27 octobre 2016
Des propos explosifs
Par: Martin Bourassa

Dans quelques années, comptez sur le conseiller ou ex-conseiller Bernard Barré pour brandir bien haut une découpure de presse du COURRIER, judicieusement sortie de ses archives personnelles. Elle sera datée de l’édition du 20 octobre 2016, à la page 5.

Fièrement, vous pourrez l’entendre dire : « Je vous l’avais-tu dit? »
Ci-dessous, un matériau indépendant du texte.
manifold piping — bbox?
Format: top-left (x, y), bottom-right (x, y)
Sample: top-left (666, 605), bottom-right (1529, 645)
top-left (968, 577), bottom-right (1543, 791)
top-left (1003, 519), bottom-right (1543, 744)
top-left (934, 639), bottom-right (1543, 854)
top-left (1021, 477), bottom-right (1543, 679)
Il fera alors référence à cette déclaration faite la semaine dernière dans le dossier du prolongement du boulevard Casavant. Il a profité d’une demande d’autorisation adressée à la Commission de protection du territoire agricole du Québec pour envoyer un signal on ne peut plus clair aux Maskoutains. « Ce projet-là va faire exploser notre service de la dette, a dit le conseiller de La Providence. Il faut que les gens en soient bien conscients. La machine est partie et on ne l’arrêtera plus. »

Était-ce un avertissement, un simple constat ou encore une volonté de réveiller les citoyens pour les inciter à réfréner les ardeurs, et surtout les dépenses du conseil, ça, c’est un peu moins limpide, même pour certains de ses collègues.

Le train s’est effectivement mis en marche en mars, quand le conseil municipal a donné le feu vert au Canadien National pour la préparation des plans et devis. On espérait alors avoir une meilleure vue d’ensemble du projet et surtout de son coût. Une réponse est attendue à ce sujet d’ici Noël. Sauf que la Ville a décidé de ne pas attendre de connaître le montant précis de la facture pour préparer la suite. Au rythme où les autres mandats sont donnés, ce projet semble désormais incontournable. 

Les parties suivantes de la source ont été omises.